I giudici di Palazzo Spada, nella controversia in questione, hanno richiamato un proprio precedente (Cons. Stato, V, 20 gennaio 2015, n. 169), secondo cui, se da un lato sono vietate modificazioni della composizione delle ATI nella fase procedurale che intercorre tra la presentazione delle offerte e la definizione della procedura di aggiudicazione, dall'altro è consentito pur sempre il recesso di una o più imprese partecipanti all’ATI medesima.

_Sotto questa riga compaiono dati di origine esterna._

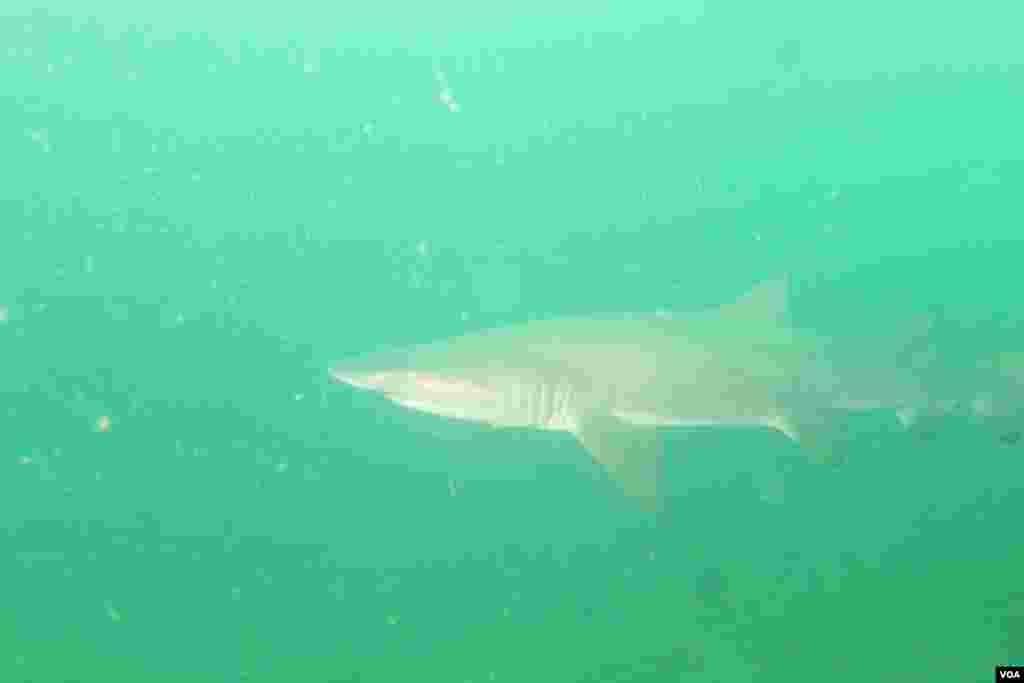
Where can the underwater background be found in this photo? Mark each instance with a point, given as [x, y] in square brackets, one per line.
[204, 205]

In particolare, è stato rilevato che il recesso è consentito “a condizione che quelle che restano a farne parte risultino titolari, da sole, dei requisiti di partecipazione e di qualificazione e che ciò avvenga per esigenze organizzative proprie dell'A.t.i. o Consorzio, e non invece per eludere la legge di gara e, in particolare, per evitare una sanzione di esclusione dalla gara per difetto dei requisiti in capo al componente dell'a.t.i. venuto meno per effetto dell'operazione riduttiva (Cons. Stato, Ad .Plen., n. 8/2012)”.

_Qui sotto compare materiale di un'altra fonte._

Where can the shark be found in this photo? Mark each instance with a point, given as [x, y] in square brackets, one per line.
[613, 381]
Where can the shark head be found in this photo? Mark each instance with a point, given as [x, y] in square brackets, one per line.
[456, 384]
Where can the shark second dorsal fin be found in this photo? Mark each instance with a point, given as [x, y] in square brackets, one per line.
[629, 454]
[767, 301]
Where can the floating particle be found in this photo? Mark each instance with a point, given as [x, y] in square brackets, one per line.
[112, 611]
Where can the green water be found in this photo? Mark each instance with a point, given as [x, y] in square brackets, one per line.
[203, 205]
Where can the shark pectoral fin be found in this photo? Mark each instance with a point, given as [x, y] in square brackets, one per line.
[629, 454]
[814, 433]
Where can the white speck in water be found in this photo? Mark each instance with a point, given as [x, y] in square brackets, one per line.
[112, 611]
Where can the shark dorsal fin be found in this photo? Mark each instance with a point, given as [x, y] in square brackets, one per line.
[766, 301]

Infine, come logica conseguenza di quanto affermato, il Collegio ha fatto valere un ulteriore principio secondo cui sussiste comunque un obbligo di generale e tempestiva comunicazione alla stazione appaltante delle vicende relative ai componenti dell’ATI, affinché questa possa porre in essere tutte le valutazioni del caso e quindi determinarsi circa la sussistenza o meno delle condizioni per la permanenza dell’ATI medesimo nella procedura di gara (Cons. Stato, V, 2 marzo 2015, n. 986).